Um Netze zu entlasten und die Effizienz zu erhöhen, rücken neue marktbasierte Modelle für das Engpassmanagement in den Fokus. Regionale und zeitlich differenzierte Signale helfen, Strom dort und dann zu verbrauchen, wo er verfügbar ist. Digitale Plattformen und Aggregatoren ermöglichen es, dezentrale Flexibilitäten gezielt einzusetzen. Ergänzend kann eine sogenannte Netzampel helfen, den Zubau erneuerbarer Energien an der verfügbaren Netzkapazität auszurichten.

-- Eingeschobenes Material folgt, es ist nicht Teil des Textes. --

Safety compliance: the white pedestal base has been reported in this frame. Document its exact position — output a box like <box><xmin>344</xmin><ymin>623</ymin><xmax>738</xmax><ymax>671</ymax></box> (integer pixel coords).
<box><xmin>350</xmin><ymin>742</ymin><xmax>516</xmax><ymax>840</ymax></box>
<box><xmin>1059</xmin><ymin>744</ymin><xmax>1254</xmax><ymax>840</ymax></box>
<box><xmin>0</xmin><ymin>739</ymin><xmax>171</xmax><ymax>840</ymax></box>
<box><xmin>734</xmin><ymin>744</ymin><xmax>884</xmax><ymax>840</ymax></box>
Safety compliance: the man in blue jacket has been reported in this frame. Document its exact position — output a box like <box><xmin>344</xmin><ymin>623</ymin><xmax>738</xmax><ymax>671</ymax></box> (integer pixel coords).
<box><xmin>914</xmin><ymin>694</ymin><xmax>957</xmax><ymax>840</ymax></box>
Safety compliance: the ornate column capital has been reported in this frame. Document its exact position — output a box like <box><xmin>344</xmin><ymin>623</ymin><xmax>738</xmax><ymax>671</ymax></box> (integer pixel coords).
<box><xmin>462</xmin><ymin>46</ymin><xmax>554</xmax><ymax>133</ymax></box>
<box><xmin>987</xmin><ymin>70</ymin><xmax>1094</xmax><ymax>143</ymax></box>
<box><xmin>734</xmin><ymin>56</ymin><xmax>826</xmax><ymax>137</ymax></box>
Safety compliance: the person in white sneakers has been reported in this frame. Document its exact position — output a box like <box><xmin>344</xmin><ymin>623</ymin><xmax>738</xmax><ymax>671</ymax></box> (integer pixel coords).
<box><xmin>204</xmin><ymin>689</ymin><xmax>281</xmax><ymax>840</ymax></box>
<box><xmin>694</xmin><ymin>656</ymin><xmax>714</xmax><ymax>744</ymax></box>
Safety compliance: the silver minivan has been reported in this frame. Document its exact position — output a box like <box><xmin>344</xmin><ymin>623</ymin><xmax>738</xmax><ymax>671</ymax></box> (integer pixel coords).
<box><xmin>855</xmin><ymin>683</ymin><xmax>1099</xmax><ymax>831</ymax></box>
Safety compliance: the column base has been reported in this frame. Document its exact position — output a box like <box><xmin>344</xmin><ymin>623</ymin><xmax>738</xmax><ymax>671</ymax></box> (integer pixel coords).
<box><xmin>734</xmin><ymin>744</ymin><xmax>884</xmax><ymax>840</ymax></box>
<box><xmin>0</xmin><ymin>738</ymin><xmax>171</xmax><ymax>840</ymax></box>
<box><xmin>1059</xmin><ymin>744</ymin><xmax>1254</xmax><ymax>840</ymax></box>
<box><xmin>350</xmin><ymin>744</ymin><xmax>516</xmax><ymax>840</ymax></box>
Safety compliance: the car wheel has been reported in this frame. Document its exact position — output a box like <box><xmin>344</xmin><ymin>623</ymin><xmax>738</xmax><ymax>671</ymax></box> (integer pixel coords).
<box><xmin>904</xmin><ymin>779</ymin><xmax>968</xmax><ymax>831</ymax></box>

Handlungsoptionen und der Weg zur Umsetzung

Ein zukunftsfähiger Strommarkt braucht ein klares, integriertes Zielbild. Dazu gehören technische Grundlagen wie die Digitalisierung der Netze, effiziente Marktmechanismen, die alle Flexibilitätspotenziale mobilisieren, und Investitionsanreize für Technologien mit langfristiger Bedeutung. Die Weiterentwicklung

des Marktdesigns erfordert Entscheidungen, die sich stärker an physikalischen Realitäten und tatsächlichen Umsetzungspfaden orientieren.


Fazit

Deutschland steht vor einer der größten Reformen seines Energiesystems. Flexibilität, Kosteneffizienz und Versorgungssicherheit müssen gemeinsam gedacht werden. Damit der Strommarkt der Zukunft funktioniert, braucht es klare politische Entscheidungen, ein konsistentes Marktdesign und gezielte Investitionen. Die Energiewirtschaft ist bereit für diesen Wandel – jetzt kommt es darauf an, die Weichen richtig zu stellen.